If we compromise on the issue of same sex attraction and identifying with one’s sinful tendencies, it will not promote peace or unity. Rather, it will lead to churches leaving the EPC (some have left already). When biblical standards become ambiguous, it leads to the ruin and wreckage we have witnessed in the PC(USA) and other mainline denominations. Verbal ambiguity on this issue is not loving or charitable: it is the road to discord and division.
When God speaks, he doesn’t mumble. His Word is clear. His commands are not vague, ambivalent, or impossible to understand. As Jesus said, “Let what you say be simply ‘Yes’ or ‘No’; anything more than this comes from evil.” (Matthew 5:27).
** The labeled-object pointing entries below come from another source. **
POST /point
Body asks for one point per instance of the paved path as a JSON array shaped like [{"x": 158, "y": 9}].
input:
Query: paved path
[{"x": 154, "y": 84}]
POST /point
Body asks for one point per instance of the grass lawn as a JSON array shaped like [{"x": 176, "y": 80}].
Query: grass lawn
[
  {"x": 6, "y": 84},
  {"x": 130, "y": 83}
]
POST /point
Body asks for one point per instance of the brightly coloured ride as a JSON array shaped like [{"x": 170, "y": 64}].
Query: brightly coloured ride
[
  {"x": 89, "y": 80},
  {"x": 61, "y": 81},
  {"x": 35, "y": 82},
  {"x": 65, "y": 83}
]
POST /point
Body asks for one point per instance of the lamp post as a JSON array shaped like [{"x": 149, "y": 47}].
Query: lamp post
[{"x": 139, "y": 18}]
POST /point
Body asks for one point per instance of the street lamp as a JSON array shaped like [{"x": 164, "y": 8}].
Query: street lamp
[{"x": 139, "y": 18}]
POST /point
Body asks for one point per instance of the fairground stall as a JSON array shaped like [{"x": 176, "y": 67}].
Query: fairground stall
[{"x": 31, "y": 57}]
Satan, on the other hand, loves ambiguity. The serpent, we’re told, was the most subtle of all the animals in the garden. The serpent took the clear command of God and twisted it beyond recognition: “Did God really say you should not eat from any tree in the garden? Well, if God said that, surely, he didn’t mean it!” Satan loves subtlety and nuance because it gives him room to maneuver and work mischief.
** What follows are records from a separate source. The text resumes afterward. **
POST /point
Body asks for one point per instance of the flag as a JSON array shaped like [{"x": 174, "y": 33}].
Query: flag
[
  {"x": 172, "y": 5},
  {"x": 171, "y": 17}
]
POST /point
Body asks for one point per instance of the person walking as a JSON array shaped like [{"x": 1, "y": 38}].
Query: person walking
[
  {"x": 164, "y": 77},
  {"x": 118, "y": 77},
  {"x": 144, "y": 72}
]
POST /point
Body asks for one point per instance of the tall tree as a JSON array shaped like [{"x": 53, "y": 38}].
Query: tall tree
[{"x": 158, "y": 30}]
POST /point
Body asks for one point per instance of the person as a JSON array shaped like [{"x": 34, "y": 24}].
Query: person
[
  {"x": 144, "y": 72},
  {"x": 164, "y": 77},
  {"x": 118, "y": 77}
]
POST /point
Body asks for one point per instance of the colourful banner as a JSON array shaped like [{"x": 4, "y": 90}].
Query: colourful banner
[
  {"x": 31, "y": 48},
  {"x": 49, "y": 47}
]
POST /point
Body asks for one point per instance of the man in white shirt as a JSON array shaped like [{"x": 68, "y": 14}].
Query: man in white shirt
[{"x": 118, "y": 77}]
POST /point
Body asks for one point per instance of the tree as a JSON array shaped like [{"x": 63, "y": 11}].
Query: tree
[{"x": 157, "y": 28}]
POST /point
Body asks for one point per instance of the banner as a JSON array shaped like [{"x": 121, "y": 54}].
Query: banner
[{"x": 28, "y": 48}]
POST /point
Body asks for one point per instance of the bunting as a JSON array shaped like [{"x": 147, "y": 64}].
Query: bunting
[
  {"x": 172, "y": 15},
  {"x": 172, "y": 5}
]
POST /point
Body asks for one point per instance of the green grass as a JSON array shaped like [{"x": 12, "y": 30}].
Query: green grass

Currently, the EPC is seeking clarity. The question is whether a person who is celibate but identifies as homosexual and experiences ongoing homosexual desire should be ordained to ministry. This question caused four years of turmoil in the PCA and now it has come to us.
Unfortunately, the draft report written by the Ad Interim Committee on Same Sex Attraction provides no clear answer to this question. Instead of clarity, the report is cloudy. Instead of a clear standard for ordination, there is only pastoral guidance that carries no binding or constitutional authority. As written, the report provides plenty of wiggle room for presbyteries to ordain someone like Greg Johnson, who is the center and source of this controversy.
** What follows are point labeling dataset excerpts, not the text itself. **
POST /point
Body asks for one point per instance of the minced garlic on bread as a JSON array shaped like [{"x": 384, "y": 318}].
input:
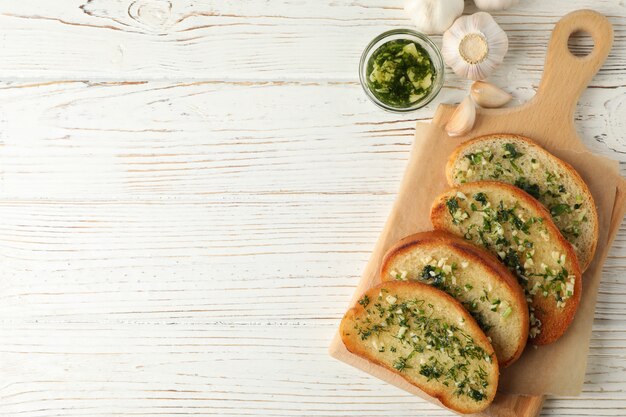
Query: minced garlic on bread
[
  {"x": 428, "y": 338},
  {"x": 520, "y": 161},
  {"x": 519, "y": 231},
  {"x": 474, "y": 277}
]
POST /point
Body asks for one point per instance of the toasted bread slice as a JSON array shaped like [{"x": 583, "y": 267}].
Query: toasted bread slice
[
  {"x": 518, "y": 229},
  {"x": 428, "y": 338},
  {"x": 471, "y": 275},
  {"x": 520, "y": 161}
]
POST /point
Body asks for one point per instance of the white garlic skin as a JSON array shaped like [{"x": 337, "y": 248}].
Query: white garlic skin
[
  {"x": 433, "y": 17},
  {"x": 492, "y": 5},
  {"x": 489, "y": 96},
  {"x": 479, "y": 27},
  {"x": 463, "y": 118}
]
The General Assembly will not vote on the Ad Interim Committee’s report until next year. However, during a question-and-answer session at this year’s Assembly, commissioners voiced serious concern about the draft report and its recommendations. Comments and questions focused on four main issues.
Terminology
Although it discourages use of “gay Christian,” the draft report says this term could be a “useful, descriptive term in some settings.” Voicing concern, one commissioner said, “We don’t identify ourselves by our sin but by our identity in Christ.”
Bryan Rhodes, a TE from Gulf South Presbytery, questioned the use of “same sex attraction” to describe homosexual desire. Rhodes urged the AIC to substitute the term “unnatural desire” in keeping with the Bible and the Westminster Standards. “If persistent, unnatural temptation is not disqualifying, the question is why not?” asked Rhodes.
David Milroy, a TE from Presbytery of the Alleghenies, asked why the draft report avoided the language found in Question 139 of the Westminster Confession, which uses the terms “sodomy” and “unnatural lust.” Another commissioner expressed concern that the draft report says little about repentance.
No Clear Standard
The draft report includes a list of seven questions to be used by congregations and presbyteries when interviewing candidates who have disclosed that they experience same sex attraction. Candidates who demonstrate “godly responses to these and other questions … may be considered for church office.” The problem, however, is that there is no clear definition of what constitutes a godly response. As a result, approval of candidates becomes subjective and determined by each presbytery. This will inevitably lead to each presbytery having its own criteria for ordaining SSA candidates, or what is known as “local option.”